Finally, laborious data processing is needed for each patient to accurately co-register the acquired MR/CT exams, delineate all VOIs and obtain, by home-made software, a quantification of hyper-/hypo-perfused sub-volumes in the lesion. The proposed method of analysis not being included in routine
measurements, our results are not easily reproducible by other research groups for further validation. Conclusions In summary, our results underline the utility SHP099 to quantify the variations of the entire distribution of CBV values in the tumor, by the use of metrics based on histogram analysis. We found that an improvement in hypoxia after a single dose of bevacizumab was a predictor of a greater reduction in T1-weighted contrast-enhanced volumes at first follow-up. We Momelotinib propose that a quantification of changes in necrotic intratumoral regions may be considered as an alternative imaging biomarker of the tumor response to anti-VEGF therapies. Acknowledgments The authors are indebted to Roberto Baldolini and Gaetano Fetonti for Fedratinib purchase their continued technical assistance and to Mrs P.I. Franke for her assistance with the English transcript.
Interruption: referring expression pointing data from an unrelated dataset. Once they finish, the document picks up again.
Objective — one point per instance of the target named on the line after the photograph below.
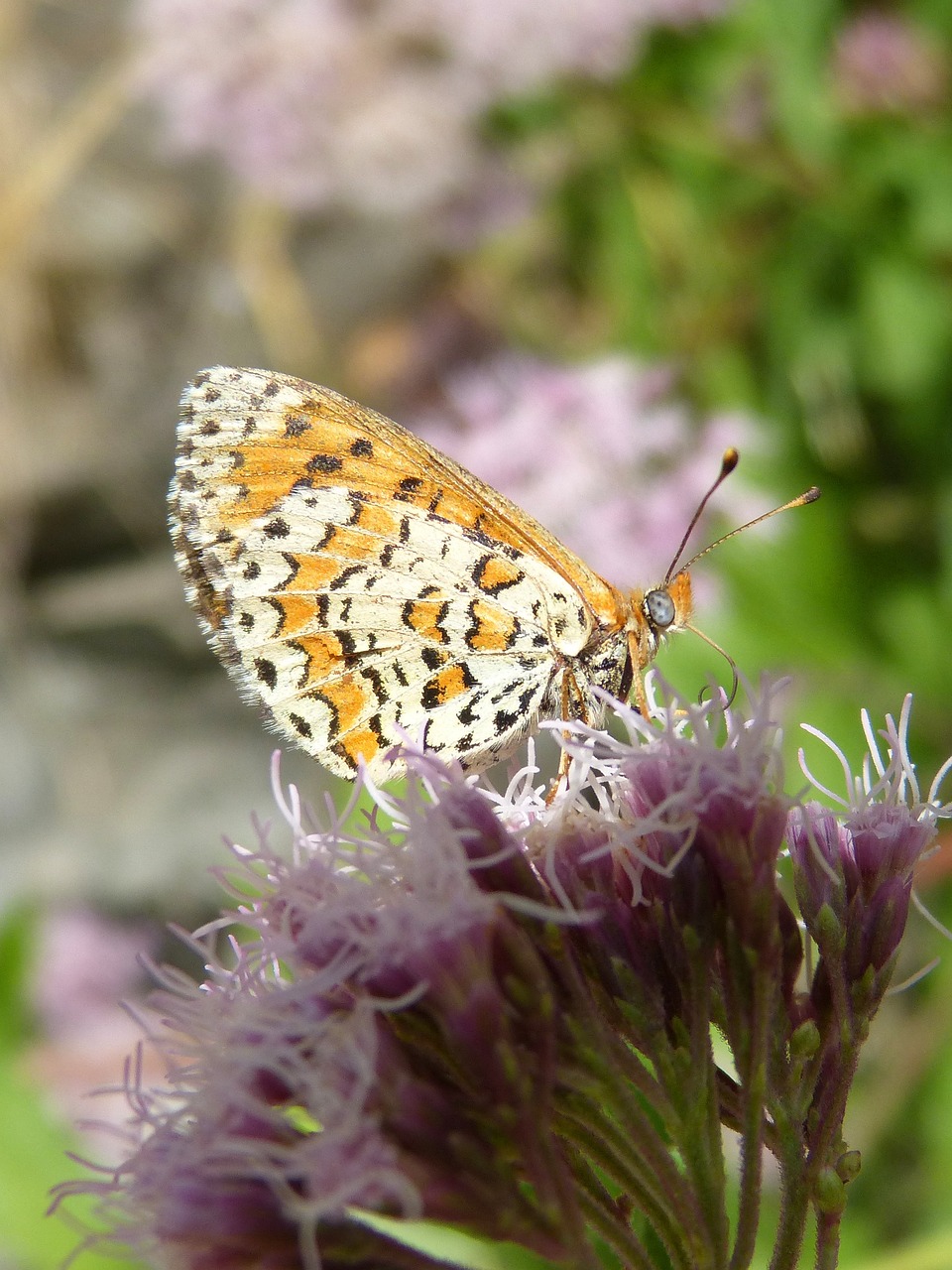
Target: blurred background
(580, 244)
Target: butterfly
(361, 585)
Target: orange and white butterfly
(361, 585)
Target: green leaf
(906, 322)
(453, 1247)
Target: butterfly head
(667, 606)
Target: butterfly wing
(362, 585)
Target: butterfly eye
(658, 608)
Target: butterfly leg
(569, 691)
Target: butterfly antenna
(728, 463)
(728, 658)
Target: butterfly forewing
(365, 587)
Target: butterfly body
(361, 585)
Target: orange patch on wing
(445, 685)
(424, 616)
(348, 698)
(324, 656)
(498, 572)
(493, 630)
(315, 572)
(298, 612)
(359, 744)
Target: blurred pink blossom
(370, 105)
(883, 63)
(601, 453)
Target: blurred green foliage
(729, 207)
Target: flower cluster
(607, 427)
(885, 64)
(499, 1017)
(370, 105)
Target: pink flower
(884, 63)
(375, 107)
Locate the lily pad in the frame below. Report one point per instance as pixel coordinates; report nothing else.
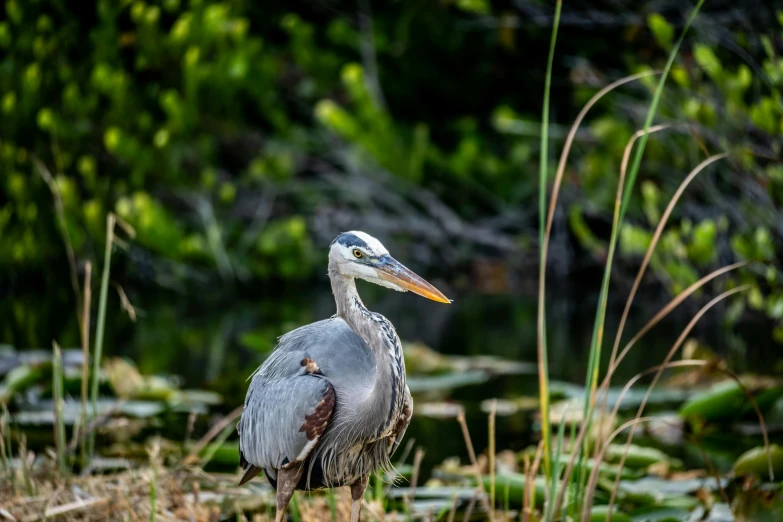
(756, 461)
(447, 381)
(639, 457)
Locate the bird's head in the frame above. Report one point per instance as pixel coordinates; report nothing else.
(359, 255)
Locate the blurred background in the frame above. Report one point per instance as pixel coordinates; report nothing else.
(238, 138)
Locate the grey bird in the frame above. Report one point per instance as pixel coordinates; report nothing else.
(330, 405)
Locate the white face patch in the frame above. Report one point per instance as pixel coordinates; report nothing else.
(376, 246)
(343, 255)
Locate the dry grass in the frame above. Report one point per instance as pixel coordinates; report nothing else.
(180, 494)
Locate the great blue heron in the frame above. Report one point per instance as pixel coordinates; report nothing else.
(330, 405)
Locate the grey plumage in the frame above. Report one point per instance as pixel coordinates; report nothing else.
(330, 405)
(282, 394)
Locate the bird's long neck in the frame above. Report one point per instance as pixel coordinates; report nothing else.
(387, 394)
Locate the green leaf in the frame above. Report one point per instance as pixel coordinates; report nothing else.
(662, 31)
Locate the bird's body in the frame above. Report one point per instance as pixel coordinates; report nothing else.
(330, 405)
(350, 447)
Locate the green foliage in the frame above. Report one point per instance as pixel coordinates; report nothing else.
(174, 115)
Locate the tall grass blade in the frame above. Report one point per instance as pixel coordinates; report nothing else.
(648, 255)
(666, 310)
(86, 305)
(100, 326)
(543, 357)
(57, 393)
(681, 339)
(5, 446)
(621, 206)
(491, 451)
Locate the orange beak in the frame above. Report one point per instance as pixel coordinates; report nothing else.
(395, 272)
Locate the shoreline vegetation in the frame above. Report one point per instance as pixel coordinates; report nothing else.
(685, 440)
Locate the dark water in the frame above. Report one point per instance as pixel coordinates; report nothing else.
(216, 337)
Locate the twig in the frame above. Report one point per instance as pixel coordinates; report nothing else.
(96, 363)
(213, 432)
(492, 412)
(124, 301)
(78, 505)
(60, 211)
(473, 461)
(57, 393)
(415, 476)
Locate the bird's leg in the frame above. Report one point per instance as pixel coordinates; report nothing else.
(357, 495)
(287, 479)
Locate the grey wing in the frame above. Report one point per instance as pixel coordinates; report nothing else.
(402, 424)
(283, 419)
(292, 395)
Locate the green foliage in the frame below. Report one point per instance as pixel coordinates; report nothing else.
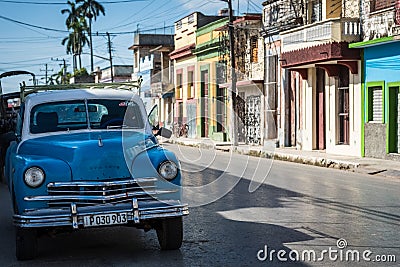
(78, 13)
(80, 72)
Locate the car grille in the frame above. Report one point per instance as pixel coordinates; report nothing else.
(105, 192)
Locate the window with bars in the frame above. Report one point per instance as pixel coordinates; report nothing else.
(376, 5)
(178, 93)
(316, 11)
(343, 107)
(375, 104)
(190, 88)
(254, 49)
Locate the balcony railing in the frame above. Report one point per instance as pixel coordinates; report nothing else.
(332, 30)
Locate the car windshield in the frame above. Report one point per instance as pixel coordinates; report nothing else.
(74, 115)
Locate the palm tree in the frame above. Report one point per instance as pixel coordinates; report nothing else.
(76, 40)
(91, 9)
(73, 14)
(77, 27)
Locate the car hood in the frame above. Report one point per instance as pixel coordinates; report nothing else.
(90, 155)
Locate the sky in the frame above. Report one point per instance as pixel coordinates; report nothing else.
(31, 31)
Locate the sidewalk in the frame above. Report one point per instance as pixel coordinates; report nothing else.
(387, 168)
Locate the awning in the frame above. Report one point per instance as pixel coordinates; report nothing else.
(169, 94)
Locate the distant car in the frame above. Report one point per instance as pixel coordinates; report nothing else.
(88, 158)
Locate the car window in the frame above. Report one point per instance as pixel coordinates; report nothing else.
(115, 113)
(72, 115)
(58, 116)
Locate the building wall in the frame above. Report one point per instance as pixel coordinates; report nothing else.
(308, 111)
(331, 98)
(382, 69)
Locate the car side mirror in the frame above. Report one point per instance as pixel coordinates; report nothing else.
(164, 132)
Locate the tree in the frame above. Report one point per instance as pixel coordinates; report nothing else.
(77, 27)
(91, 9)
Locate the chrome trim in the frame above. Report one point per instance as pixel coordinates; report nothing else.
(99, 198)
(137, 211)
(109, 183)
(135, 206)
(74, 216)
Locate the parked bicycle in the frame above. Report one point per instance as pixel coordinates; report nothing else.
(181, 130)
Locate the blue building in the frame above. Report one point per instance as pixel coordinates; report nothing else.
(381, 79)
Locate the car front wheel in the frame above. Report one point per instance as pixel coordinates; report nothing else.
(170, 233)
(26, 243)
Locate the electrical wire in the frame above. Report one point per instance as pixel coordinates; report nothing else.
(58, 3)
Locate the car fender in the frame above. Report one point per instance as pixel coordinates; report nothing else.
(55, 171)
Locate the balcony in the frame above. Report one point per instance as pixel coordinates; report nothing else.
(327, 31)
(381, 23)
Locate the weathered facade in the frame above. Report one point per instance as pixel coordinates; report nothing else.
(249, 58)
(283, 103)
(381, 82)
(213, 110)
(184, 72)
(119, 73)
(151, 65)
(326, 73)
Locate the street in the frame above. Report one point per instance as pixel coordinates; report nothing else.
(296, 208)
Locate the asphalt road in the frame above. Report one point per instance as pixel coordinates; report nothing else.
(242, 208)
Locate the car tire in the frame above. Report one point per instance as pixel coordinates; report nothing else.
(26, 243)
(170, 233)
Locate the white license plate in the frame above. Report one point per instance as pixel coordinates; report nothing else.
(105, 219)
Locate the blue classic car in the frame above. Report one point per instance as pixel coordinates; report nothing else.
(89, 158)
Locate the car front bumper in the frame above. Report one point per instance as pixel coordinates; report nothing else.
(137, 212)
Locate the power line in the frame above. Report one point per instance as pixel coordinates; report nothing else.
(57, 3)
(31, 25)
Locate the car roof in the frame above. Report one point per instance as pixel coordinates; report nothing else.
(77, 94)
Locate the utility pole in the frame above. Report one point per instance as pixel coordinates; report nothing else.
(46, 70)
(109, 51)
(64, 78)
(234, 119)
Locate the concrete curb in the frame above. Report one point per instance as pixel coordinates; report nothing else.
(276, 155)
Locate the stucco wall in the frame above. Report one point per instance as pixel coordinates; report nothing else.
(375, 140)
(332, 127)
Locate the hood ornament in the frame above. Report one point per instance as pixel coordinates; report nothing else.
(100, 143)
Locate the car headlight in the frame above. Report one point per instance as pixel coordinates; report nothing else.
(34, 177)
(168, 170)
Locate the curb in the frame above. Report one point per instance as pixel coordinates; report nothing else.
(308, 160)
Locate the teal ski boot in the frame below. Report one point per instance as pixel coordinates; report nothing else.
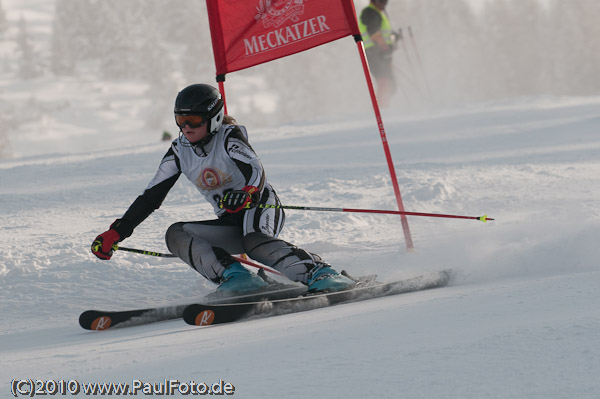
(237, 279)
(323, 278)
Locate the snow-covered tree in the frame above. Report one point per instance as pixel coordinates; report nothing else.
(29, 61)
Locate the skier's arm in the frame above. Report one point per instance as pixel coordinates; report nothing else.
(166, 176)
(152, 197)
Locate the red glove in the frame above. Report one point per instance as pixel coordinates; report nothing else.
(237, 200)
(102, 245)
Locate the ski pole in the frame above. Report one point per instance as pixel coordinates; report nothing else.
(169, 255)
(483, 218)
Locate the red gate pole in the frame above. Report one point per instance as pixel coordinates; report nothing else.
(386, 148)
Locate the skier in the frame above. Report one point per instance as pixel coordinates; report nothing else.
(213, 152)
(380, 42)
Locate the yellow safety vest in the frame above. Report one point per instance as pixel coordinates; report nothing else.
(385, 29)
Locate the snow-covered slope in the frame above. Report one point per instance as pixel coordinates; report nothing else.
(521, 318)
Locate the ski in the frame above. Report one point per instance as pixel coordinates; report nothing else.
(203, 314)
(98, 320)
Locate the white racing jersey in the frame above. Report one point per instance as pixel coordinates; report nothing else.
(226, 163)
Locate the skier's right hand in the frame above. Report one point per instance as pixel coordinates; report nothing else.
(102, 246)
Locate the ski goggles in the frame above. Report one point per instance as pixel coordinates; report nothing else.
(192, 121)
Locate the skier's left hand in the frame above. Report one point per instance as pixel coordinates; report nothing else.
(102, 246)
(237, 200)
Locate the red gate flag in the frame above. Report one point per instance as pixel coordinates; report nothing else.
(250, 32)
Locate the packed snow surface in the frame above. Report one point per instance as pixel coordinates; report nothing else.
(520, 319)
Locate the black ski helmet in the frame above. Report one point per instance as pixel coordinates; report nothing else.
(202, 99)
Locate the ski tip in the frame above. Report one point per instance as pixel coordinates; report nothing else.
(205, 318)
(99, 323)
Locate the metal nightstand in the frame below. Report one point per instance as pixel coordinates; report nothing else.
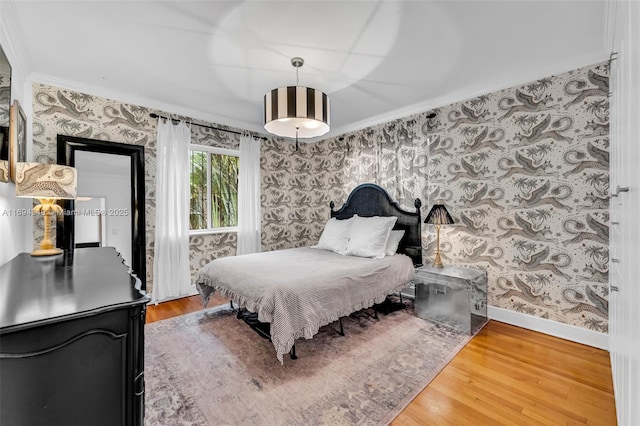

References 1. Lacroix M, Abi-Said D, Fourney DR, Gokaslan ZL, Shi W, DeMonte F, Lang FF, McCutcheon IE, Hassenbusch SJ, Holland E, Hess K, Michael C, Miller D, Sawaya R: A multivariate
analysis of 416 patients with glioblastoma multiforme: prognosis, extent of resection, and survival. J Neurosurg 2001, 95:190–198.PubMedCrossRef 2. Stupp R, Mason WP, van den Bent MJ, et al.: Radiotherapy plus concomitant and adjuvant temozolomide for glioblastoma. N Engl J Med 2005, 352:987–996.PubMedCrossRef GPX6 3. Park JK, Hodges T, Arko L, Shen M, Dello Iacono D, McNabb A, Olsen Bailey N, Kreisl TN, Iwamoto FM, Sul J, Auh S, Park GE, Fine HA, Black PM: Scale to predict survival after surgery for recurrent glioblastoma multiforme. J Clin Oncol
2010, 28:3838–3843.PubMedCrossRef 4. Jain RK: Antiangiogenic therapy for cancer: current and emerging concepts. Oncology 2005, 19:7–16. ReviewPubMed 5. Vredenburgh JJ, Desjardins A, Herndon JE, Marcello J, Reardon DA, Quinn JA, Rich JN, Sathornsumetee S, Gururangan S, Sampson J, Wagner M, Bailey L, Bigner DD, Friedman AH, Friedman HS: Bevacizumab plus irinotecan in recurrent glioblastoma multi- forme. J Clin Oncol 2007, 25:4722–4729.PubMedCrossRef 6. Kreisl TN, Kim L, Moore K, Duic P, Royce C, Stroud I, Garren N, Mackey M, Butman JA, Camphausen K, Park J, Albert PS, Fine HA: Phase II trial of single- agent bevacizumab followed by bevacizumab plus irinotecan at tumor progression in recurrent glioblastoma. J Clin Oncol 2009, 27:740–745.PubMedCrossRef 7. Wen PY, Macdonald DR, Reardon DA, Cloughesy TF, Sorensen AG, Galanis E, Degroot J, Wick W, Gilbert MR, Lassman AB, Tsien C, Mikkelsen T, Wong ET, Chamberlain MC, Stupp R, Lamborn KR, Vogelbaum MA, van den Bent MJ, Chang SM: Updated response assessment criteria for high-grade gliomas: response assessment in neuro-oncology working group.